Coronavirus COVID-19 Australia Airport
French nationals queue to enter Sydney's international airport to be repatriated back to France on April 2, 2020, amid the COVID-19 coronavirus pandemic. - The French government has chartered three Airbus A380 aircraft flown by Qatar Airways to repatriate mostly French nationals wanting to return home from Australia due to the COVID-19 pandemic, one from Perth which left March 31, one today from Sydney and a third from Melbourne on April 4. PETER PARKS/AFP via Getty Images

Australia will not be easing its travel restrictions and social distancing rules despite the slow growth in COVID-19 cases. Australia has been praised for its success in curbing the coronavirus outbreak.

The rate of spread of the novel coronavirus in the country has significantly slowed down and the number of new cases abated due to early measures taken. As of April 13, 2020 8:22 GMT, the total number of confirmed COVID-19 cases in Australia is 6,359 and 61 deaths, Worldometers reports. This is an increase of 46 cases and only two deaths from the day before.

Australia’s total is only 1% of USA’s total confirmed cases at 560,433. The United States has the highest number of infections in the world.

Despite it’s success in slowing down the virus, especially over the Easter holiday weekend, Australia still remains steadfast it will not relax its restrictions any time soon.

”Now is the time to stay the course, to continue with these, self-isolation and social distancing,” Health minister Greg Hunt said in televised briefing. “These are producing real reductions in the rate of growth.”

In fact, the country has heightened its crackdown over the weekend of people who are not following COVID-19 restrictions on travel and social distancing. Police were deployed at checkpoints and highways, while fines were issued to those who violated.

In a further aim to help the world fight the virus, Apprise Centre of Research Excellence which leads Australia’s research on infectious diseases, will study if there are people immune to the novel coronavirus and how many are there in the country.

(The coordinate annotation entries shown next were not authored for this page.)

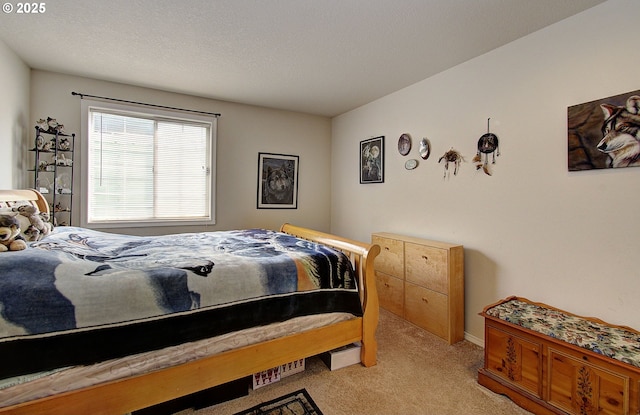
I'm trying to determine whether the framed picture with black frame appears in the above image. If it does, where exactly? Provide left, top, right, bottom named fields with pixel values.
left=257, top=153, right=300, bottom=209
left=360, top=136, right=384, bottom=184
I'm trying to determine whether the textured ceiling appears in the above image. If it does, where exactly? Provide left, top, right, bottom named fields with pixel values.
left=0, top=0, right=603, bottom=116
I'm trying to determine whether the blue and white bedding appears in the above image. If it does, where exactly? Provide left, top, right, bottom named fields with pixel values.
left=0, top=227, right=362, bottom=378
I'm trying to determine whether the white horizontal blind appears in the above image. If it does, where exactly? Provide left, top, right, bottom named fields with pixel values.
left=87, top=108, right=213, bottom=224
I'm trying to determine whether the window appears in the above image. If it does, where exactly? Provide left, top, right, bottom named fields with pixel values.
left=82, top=100, right=217, bottom=228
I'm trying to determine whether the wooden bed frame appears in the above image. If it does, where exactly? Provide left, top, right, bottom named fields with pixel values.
left=0, top=190, right=380, bottom=415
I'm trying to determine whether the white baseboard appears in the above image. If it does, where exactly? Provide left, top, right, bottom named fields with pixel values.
left=464, top=331, right=484, bottom=349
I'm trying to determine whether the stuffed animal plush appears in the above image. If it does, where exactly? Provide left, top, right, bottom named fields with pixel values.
left=13, top=205, right=53, bottom=240
left=0, top=215, right=27, bottom=252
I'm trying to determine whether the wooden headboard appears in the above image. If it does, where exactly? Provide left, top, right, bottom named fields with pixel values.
left=0, top=189, right=50, bottom=214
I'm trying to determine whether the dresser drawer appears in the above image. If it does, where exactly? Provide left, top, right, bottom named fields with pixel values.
left=371, top=235, right=404, bottom=279
left=404, top=243, right=449, bottom=294
left=376, top=272, right=404, bottom=317
left=404, top=282, right=449, bottom=339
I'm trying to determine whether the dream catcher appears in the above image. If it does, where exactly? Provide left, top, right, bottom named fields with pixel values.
left=438, top=147, right=464, bottom=177
left=473, top=118, right=500, bottom=176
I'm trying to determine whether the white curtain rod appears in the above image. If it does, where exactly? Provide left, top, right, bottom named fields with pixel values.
left=71, top=92, right=220, bottom=117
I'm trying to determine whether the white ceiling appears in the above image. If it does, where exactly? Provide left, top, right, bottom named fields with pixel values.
left=0, top=0, right=603, bottom=116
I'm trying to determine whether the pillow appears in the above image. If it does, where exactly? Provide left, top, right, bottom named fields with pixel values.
left=0, top=200, right=45, bottom=241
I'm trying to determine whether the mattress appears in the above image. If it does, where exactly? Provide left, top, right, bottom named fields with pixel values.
left=0, top=227, right=362, bottom=378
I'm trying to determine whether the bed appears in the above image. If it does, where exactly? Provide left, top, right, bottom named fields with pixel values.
left=0, top=190, right=380, bottom=415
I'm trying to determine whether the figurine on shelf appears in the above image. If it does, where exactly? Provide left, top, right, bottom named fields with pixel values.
left=36, top=118, right=49, bottom=131
left=58, top=138, right=71, bottom=151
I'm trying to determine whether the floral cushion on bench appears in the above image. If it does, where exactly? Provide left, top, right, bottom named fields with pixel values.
left=486, top=299, right=640, bottom=367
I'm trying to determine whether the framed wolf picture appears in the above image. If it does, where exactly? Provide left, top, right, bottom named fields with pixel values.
left=360, top=136, right=384, bottom=183
left=567, top=90, right=640, bottom=171
left=258, top=153, right=299, bottom=209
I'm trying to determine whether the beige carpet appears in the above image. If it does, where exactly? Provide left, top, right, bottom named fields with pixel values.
left=179, top=310, right=530, bottom=415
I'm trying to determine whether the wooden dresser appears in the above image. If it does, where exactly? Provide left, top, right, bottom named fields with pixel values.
left=371, top=232, right=464, bottom=344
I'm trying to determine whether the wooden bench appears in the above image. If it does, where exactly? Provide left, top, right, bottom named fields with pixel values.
left=478, top=297, right=640, bottom=415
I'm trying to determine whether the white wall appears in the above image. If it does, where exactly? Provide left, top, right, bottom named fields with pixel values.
left=27, top=70, right=331, bottom=234
left=331, top=0, right=640, bottom=340
left=0, top=40, right=30, bottom=189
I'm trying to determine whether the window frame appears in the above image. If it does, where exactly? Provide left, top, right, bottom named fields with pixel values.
left=76, top=99, right=218, bottom=229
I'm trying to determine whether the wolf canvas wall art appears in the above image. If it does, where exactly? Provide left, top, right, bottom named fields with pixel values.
left=567, top=90, right=640, bottom=171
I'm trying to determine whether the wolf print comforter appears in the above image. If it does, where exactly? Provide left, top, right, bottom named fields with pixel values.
left=0, top=227, right=362, bottom=378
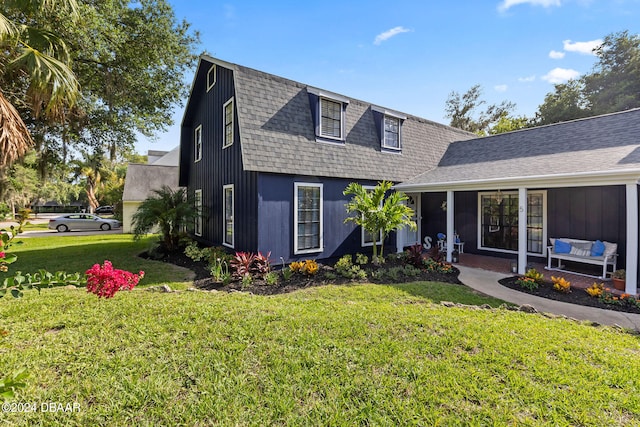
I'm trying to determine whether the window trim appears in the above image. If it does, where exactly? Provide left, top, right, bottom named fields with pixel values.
left=476, top=190, right=549, bottom=257
left=380, top=114, right=402, bottom=151
left=207, top=64, right=218, bottom=92
left=222, top=96, right=235, bottom=148
left=222, top=184, right=236, bottom=248
left=293, top=182, right=324, bottom=255
left=193, top=125, right=202, bottom=163
left=360, top=185, right=382, bottom=248
left=317, top=95, right=346, bottom=142
left=193, top=188, right=202, bottom=236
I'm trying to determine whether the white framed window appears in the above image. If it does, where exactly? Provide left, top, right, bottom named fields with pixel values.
left=193, top=125, right=202, bottom=162
left=222, top=184, right=235, bottom=248
left=320, top=98, right=344, bottom=140
left=207, top=64, right=217, bottom=92
left=222, top=97, right=233, bottom=148
left=382, top=115, right=401, bottom=150
left=193, top=189, right=202, bottom=236
left=360, top=185, right=382, bottom=247
left=293, top=182, right=323, bottom=254
left=478, top=190, right=547, bottom=255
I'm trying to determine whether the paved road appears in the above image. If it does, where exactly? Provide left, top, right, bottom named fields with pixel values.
left=0, top=214, right=122, bottom=238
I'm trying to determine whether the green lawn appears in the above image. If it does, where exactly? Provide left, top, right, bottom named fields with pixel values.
left=0, top=235, right=640, bottom=426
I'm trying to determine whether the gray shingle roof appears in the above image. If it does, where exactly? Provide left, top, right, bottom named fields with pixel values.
left=208, top=56, right=475, bottom=181
left=401, top=109, right=640, bottom=187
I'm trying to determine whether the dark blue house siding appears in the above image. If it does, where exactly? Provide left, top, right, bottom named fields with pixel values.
left=257, top=173, right=384, bottom=263
left=547, top=185, right=627, bottom=266
left=180, top=62, right=258, bottom=251
left=422, top=186, right=626, bottom=266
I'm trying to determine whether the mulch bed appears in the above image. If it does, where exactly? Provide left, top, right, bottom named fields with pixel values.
left=499, top=276, right=640, bottom=314
left=141, top=252, right=462, bottom=295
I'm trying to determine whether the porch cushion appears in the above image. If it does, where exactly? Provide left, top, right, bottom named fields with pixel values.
left=569, top=246, right=592, bottom=256
left=602, top=242, right=618, bottom=256
left=591, top=240, right=605, bottom=256
left=553, top=239, right=571, bottom=254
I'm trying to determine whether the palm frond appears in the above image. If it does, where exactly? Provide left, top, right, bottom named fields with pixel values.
left=0, top=92, right=34, bottom=168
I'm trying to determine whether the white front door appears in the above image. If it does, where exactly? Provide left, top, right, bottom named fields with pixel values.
left=398, top=193, right=421, bottom=251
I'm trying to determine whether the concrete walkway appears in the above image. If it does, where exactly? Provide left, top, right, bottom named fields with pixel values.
left=456, top=265, right=640, bottom=331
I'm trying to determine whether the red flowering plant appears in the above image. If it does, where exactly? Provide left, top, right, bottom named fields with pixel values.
left=85, top=260, right=144, bottom=298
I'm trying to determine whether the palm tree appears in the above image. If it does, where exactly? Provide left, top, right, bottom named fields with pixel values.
left=0, top=0, right=79, bottom=170
left=343, top=181, right=417, bottom=258
left=132, top=186, right=199, bottom=252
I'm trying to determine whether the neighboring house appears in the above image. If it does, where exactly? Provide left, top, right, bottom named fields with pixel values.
left=180, top=55, right=640, bottom=294
left=396, top=109, right=640, bottom=294
left=122, top=147, right=180, bottom=233
left=179, top=56, right=475, bottom=262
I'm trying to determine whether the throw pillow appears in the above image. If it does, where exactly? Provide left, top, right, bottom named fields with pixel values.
left=602, top=242, right=618, bottom=256
left=591, top=240, right=606, bottom=256
left=553, top=239, right=571, bottom=254
left=569, top=246, right=591, bottom=256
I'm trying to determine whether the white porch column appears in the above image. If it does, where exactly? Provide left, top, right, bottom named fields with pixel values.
left=447, top=190, right=456, bottom=262
left=624, top=183, right=638, bottom=295
left=518, top=188, right=527, bottom=274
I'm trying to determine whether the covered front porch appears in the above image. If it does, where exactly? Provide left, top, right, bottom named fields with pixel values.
left=396, top=174, right=639, bottom=295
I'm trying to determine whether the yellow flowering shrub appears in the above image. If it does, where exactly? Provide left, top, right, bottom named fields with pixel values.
left=585, top=282, right=604, bottom=298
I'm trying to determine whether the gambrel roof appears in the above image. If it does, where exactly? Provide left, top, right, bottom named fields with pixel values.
left=183, top=55, right=476, bottom=182
left=397, top=109, right=640, bottom=191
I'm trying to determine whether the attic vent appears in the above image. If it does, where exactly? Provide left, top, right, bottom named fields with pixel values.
left=207, top=64, right=216, bottom=92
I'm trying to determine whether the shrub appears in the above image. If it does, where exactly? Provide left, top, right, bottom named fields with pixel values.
left=356, top=253, right=369, bottom=265
left=282, top=267, right=293, bottom=282
left=524, top=268, right=544, bottom=285
left=405, top=243, right=422, bottom=267
left=585, top=282, right=604, bottom=298
left=249, top=252, right=271, bottom=277
left=209, top=258, right=231, bottom=285
left=403, top=265, right=420, bottom=277
left=264, top=271, right=278, bottom=286
left=516, top=276, right=539, bottom=291
left=85, top=260, right=144, bottom=298
left=231, top=252, right=256, bottom=279
left=334, top=255, right=353, bottom=278
left=184, top=240, right=211, bottom=262
left=302, top=259, right=320, bottom=276
left=551, top=276, right=571, bottom=294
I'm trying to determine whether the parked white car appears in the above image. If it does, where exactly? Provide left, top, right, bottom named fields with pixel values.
left=49, top=214, right=122, bottom=233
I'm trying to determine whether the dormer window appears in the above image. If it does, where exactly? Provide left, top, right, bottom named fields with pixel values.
left=307, top=87, right=349, bottom=143
left=371, top=106, right=407, bottom=152
left=207, top=64, right=216, bottom=92
left=382, top=116, right=400, bottom=150
left=320, top=98, right=342, bottom=139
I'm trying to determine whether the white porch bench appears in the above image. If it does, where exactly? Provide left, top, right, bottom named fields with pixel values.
left=545, top=238, right=618, bottom=280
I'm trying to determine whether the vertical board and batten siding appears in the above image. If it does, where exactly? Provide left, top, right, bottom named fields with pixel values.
left=258, top=173, right=388, bottom=263
left=182, top=65, right=258, bottom=251
left=421, top=186, right=627, bottom=267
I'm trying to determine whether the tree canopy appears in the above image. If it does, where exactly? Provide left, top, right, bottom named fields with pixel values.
left=445, top=84, right=515, bottom=135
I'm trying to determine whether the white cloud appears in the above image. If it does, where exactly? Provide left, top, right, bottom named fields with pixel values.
left=498, top=0, right=561, bottom=12
left=373, top=27, right=411, bottom=45
left=518, top=75, right=536, bottom=83
left=549, top=50, right=565, bottom=59
left=542, top=68, right=580, bottom=84
left=562, top=39, right=602, bottom=55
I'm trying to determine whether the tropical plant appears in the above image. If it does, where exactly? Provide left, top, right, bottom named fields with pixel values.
left=0, top=0, right=79, bottom=169
left=132, top=186, right=198, bottom=251
left=343, top=181, right=417, bottom=258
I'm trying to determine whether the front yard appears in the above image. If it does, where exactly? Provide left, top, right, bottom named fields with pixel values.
left=0, top=235, right=640, bottom=426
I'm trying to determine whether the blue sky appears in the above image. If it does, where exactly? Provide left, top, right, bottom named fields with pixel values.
left=136, top=0, right=640, bottom=153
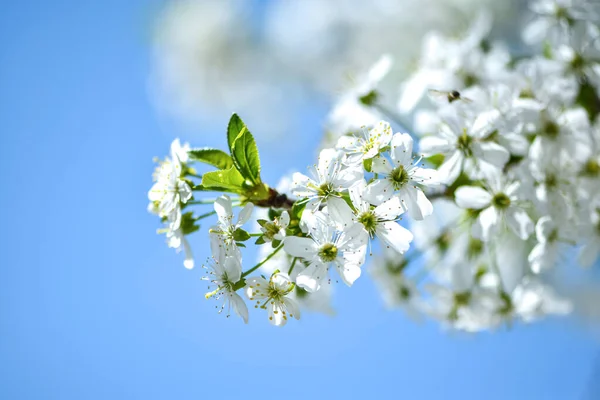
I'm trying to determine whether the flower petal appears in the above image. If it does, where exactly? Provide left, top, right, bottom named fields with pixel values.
left=283, top=236, right=317, bottom=260
left=375, top=221, right=413, bottom=254
left=454, top=186, right=492, bottom=210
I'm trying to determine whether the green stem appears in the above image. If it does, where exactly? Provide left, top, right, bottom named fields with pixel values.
left=288, top=257, right=298, bottom=275
left=190, top=198, right=238, bottom=204
left=373, top=103, right=415, bottom=137
left=242, top=243, right=283, bottom=278
left=196, top=211, right=217, bottom=221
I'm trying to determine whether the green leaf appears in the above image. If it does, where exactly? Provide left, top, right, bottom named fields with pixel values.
left=233, top=228, right=250, bottom=242
left=227, top=114, right=261, bottom=185
left=188, top=147, right=233, bottom=169
left=202, top=167, right=244, bottom=193
left=292, top=199, right=308, bottom=220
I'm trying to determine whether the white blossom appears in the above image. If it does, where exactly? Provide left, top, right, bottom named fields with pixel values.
left=293, top=149, right=363, bottom=210
left=337, top=121, right=392, bottom=165
left=365, top=133, right=438, bottom=220
left=148, top=157, right=192, bottom=230
left=246, top=272, right=300, bottom=326
left=284, top=211, right=367, bottom=292
left=210, top=195, right=254, bottom=256
left=456, top=179, right=533, bottom=242
left=202, top=249, right=248, bottom=323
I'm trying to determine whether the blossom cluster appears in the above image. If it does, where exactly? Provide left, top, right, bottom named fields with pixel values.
left=148, top=0, right=600, bottom=331
left=329, top=0, right=600, bottom=331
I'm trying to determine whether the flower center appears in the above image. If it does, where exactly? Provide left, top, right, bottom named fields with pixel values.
left=435, top=230, right=452, bottom=253
left=543, top=121, right=560, bottom=139
left=267, top=283, right=285, bottom=303
left=454, top=292, right=471, bottom=307
left=317, top=183, right=334, bottom=197
left=319, top=243, right=337, bottom=263
left=390, top=165, right=410, bottom=190
left=358, top=211, right=377, bottom=236
left=583, top=160, right=600, bottom=177
left=498, top=291, right=513, bottom=316
left=358, top=90, right=378, bottom=106
left=456, top=129, right=473, bottom=157
left=399, top=286, right=411, bottom=300
left=492, top=193, right=510, bottom=209
left=467, top=237, right=483, bottom=259
left=544, top=174, right=558, bottom=189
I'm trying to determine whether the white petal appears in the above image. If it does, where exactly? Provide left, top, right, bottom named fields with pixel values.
left=535, top=215, right=556, bottom=243
left=373, top=196, right=404, bottom=221
left=405, top=187, right=433, bottom=221
left=244, top=276, right=269, bottom=300
left=371, top=156, right=394, bottom=175
left=283, top=236, right=317, bottom=260
left=419, top=136, right=453, bottom=156
left=469, top=110, right=500, bottom=139
left=336, top=263, right=361, bottom=286
left=477, top=207, right=499, bottom=242
left=223, top=256, right=242, bottom=283
left=578, top=239, right=600, bottom=267
left=438, top=150, right=464, bottom=185
left=215, top=194, right=233, bottom=224
left=296, top=263, right=327, bottom=293
left=229, top=293, right=248, bottom=324
left=454, top=186, right=492, bottom=210
left=271, top=272, right=292, bottom=290
left=327, top=197, right=354, bottom=229
left=267, top=301, right=287, bottom=326
left=390, top=133, right=413, bottom=165
left=506, top=207, right=533, bottom=240
left=181, top=238, right=194, bottom=269
left=472, top=142, right=510, bottom=168
left=236, top=203, right=254, bottom=227
left=410, top=167, right=442, bottom=186
left=283, top=297, right=300, bottom=319
left=375, top=221, right=413, bottom=254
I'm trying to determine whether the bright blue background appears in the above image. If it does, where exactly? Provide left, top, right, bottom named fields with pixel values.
left=0, top=0, right=600, bottom=399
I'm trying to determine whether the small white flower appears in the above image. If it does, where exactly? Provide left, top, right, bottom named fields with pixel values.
left=425, top=284, right=498, bottom=332
left=369, top=249, right=423, bottom=321
left=148, top=158, right=192, bottom=230
left=455, top=179, right=533, bottom=242
left=260, top=211, right=290, bottom=243
left=579, top=208, right=600, bottom=267
left=523, top=0, right=598, bottom=44
left=419, top=110, right=510, bottom=185
left=337, top=121, right=393, bottom=165
left=327, top=180, right=413, bottom=254
left=167, top=228, right=194, bottom=269
left=246, top=271, right=300, bottom=326
left=365, top=133, right=438, bottom=220
left=202, top=249, right=248, bottom=323
left=494, top=278, right=573, bottom=325
left=527, top=216, right=570, bottom=274
left=284, top=210, right=367, bottom=292
left=209, top=195, right=254, bottom=255
left=325, top=55, right=392, bottom=146
left=171, top=139, right=191, bottom=163
left=529, top=107, right=592, bottom=169
left=293, top=149, right=364, bottom=211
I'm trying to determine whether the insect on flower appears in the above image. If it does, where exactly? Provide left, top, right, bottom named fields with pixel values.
left=429, top=89, right=473, bottom=103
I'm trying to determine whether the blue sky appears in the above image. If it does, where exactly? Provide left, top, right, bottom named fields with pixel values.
left=0, top=0, right=600, bottom=399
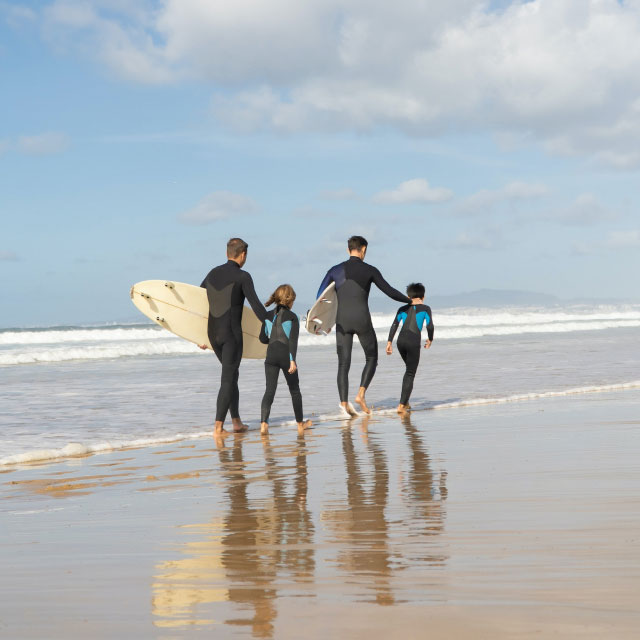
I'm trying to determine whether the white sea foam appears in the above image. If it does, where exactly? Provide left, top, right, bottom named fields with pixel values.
left=0, top=305, right=640, bottom=366
left=0, top=327, right=167, bottom=345
left=0, top=380, right=640, bottom=467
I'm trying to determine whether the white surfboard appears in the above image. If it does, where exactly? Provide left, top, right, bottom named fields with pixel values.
left=306, top=282, right=338, bottom=336
left=130, top=280, right=267, bottom=359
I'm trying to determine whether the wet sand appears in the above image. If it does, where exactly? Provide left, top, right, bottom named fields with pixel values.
left=0, top=391, right=640, bottom=639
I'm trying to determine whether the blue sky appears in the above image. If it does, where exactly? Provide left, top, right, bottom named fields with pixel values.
left=0, top=0, right=640, bottom=327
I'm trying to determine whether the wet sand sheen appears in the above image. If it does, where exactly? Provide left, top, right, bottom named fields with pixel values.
left=0, top=391, right=640, bottom=638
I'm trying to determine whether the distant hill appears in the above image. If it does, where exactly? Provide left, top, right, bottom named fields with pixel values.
left=370, top=289, right=631, bottom=311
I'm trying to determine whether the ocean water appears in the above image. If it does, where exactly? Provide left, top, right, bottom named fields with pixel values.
left=0, top=305, right=640, bottom=466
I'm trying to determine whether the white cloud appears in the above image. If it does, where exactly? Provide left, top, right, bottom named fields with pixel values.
left=373, top=178, right=453, bottom=204
left=448, top=232, right=496, bottom=251
left=544, top=193, right=616, bottom=226
left=16, top=131, right=69, bottom=156
left=30, top=0, right=640, bottom=168
left=457, top=181, right=549, bottom=214
left=0, top=251, right=18, bottom=262
left=606, top=229, right=640, bottom=249
left=320, top=187, right=357, bottom=200
left=178, top=191, right=258, bottom=225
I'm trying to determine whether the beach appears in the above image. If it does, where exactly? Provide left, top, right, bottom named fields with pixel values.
left=0, top=390, right=640, bottom=638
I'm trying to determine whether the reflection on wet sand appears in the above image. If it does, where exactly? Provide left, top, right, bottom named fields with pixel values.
left=153, top=436, right=315, bottom=638
left=153, top=418, right=447, bottom=638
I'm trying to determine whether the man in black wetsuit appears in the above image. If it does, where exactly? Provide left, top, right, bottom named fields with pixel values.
left=200, top=238, right=267, bottom=433
left=317, top=236, right=411, bottom=415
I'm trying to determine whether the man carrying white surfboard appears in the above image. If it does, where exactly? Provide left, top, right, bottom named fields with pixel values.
left=316, top=236, right=411, bottom=415
left=200, top=238, right=267, bottom=433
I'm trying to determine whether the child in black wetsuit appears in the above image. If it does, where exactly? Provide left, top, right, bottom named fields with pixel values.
left=386, top=282, right=433, bottom=413
left=260, top=284, right=311, bottom=434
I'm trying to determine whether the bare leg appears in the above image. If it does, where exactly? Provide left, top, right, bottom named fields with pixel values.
left=231, top=418, right=249, bottom=433
left=354, top=387, right=371, bottom=413
left=340, top=402, right=358, bottom=418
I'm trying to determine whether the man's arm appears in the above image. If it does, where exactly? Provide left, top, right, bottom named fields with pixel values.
left=242, top=271, right=267, bottom=322
left=387, top=309, right=401, bottom=342
left=373, top=267, right=411, bottom=304
left=427, top=307, right=435, bottom=342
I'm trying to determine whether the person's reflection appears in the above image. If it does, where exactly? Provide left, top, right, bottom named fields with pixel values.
left=401, top=415, right=447, bottom=565
left=153, top=435, right=315, bottom=638
left=332, top=417, right=394, bottom=605
left=262, top=434, right=315, bottom=583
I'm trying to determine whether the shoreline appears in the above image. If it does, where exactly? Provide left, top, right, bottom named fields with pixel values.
left=0, top=380, right=640, bottom=474
left=0, top=390, right=640, bottom=639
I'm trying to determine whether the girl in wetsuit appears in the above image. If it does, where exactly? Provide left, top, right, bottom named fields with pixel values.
left=260, top=284, right=311, bottom=434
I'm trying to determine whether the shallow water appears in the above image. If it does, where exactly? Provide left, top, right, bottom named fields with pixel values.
left=0, top=390, right=640, bottom=639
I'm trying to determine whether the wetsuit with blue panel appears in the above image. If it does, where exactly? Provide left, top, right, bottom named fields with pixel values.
left=260, top=305, right=303, bottom=423
left=389, top=304, right=434, bottom=405
left=317, top=256, right=411, bottom=402
left=200, top=260, right=267, bottom=422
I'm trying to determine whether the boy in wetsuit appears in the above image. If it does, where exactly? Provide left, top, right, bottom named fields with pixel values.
left=316, top=236, right=410, bottom=416
left=386, top=282, right=434, bottom=413
left=200, top=238, right=267, bottom=433
left=260, top=284, right=311, bottom=434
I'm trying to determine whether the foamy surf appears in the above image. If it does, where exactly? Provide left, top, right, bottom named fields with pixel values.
left=0, top=305, right=640, bottom=366
left=0, top=380, right=640, bottom=467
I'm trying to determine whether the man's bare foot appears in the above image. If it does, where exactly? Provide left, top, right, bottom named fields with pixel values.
left=231, top=418, right=249, bottom=433
left=340, top=402, right=358, bottom=418
left=354, top=387, right=371, bottom=413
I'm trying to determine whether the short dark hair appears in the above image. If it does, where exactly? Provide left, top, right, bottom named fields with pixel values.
left=227, top=238, right=249, bottom=258
left=407, top=282, right=424, bottom=298
left=347, top=236, right=369, bottom=251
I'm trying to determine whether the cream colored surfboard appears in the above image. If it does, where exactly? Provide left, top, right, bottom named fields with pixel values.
left=306, top=282, right=338, bottom=336
left=130, top=280, right=267, bottom=359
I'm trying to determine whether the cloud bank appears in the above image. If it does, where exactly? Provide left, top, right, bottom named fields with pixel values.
left=25, top=0, right=640, bottom=168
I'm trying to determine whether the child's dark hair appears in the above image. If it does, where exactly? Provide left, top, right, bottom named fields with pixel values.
left=264, top=284, right=296, bottom=309
left=407, top=282, right=424, bottom=298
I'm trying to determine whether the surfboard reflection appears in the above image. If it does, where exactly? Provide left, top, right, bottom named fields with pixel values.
left=152, top=436, right=315, bottom=638
left=152, top=418, right=448, bottom=638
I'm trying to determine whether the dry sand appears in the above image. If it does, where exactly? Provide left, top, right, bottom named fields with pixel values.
left=0, top=391, right=640, bottom=640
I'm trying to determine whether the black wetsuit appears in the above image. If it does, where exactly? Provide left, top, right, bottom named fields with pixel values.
left=200, top=260, right=267, bottom=422
left=317, top=256, right=411, bottom=402
left=389, top=304, right=434, bottom=404
left=260, top=305, right=303, bottom=422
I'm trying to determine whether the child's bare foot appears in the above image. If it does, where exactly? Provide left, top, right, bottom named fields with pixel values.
left=340, top=402, right=358, bottom=418
left=231, top=418, right=249, bottom=433
left=354, top=387, right=371, bottom=413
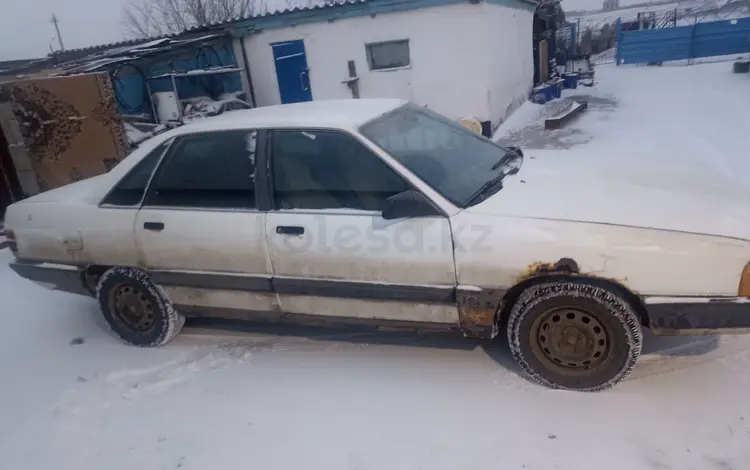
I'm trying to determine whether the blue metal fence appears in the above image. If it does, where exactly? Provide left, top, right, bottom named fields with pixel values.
left=616, top=18, right=750, bottom=65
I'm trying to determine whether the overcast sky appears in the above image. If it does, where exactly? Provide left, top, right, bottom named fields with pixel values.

“Apprise will lead a national zero prevalence study to understand how many people really are immune to coronavirus,” professor Sharon Lewin said at a press conference Monday.

“Many of you would have heard about the concept of herd immunity, or people becoming immune to the virus without ever getting sick. We still have no idea how common that occurs.”

According to Lewin, the team will analyze thousands of Australians from different risk groups “to understand how common immunity is.”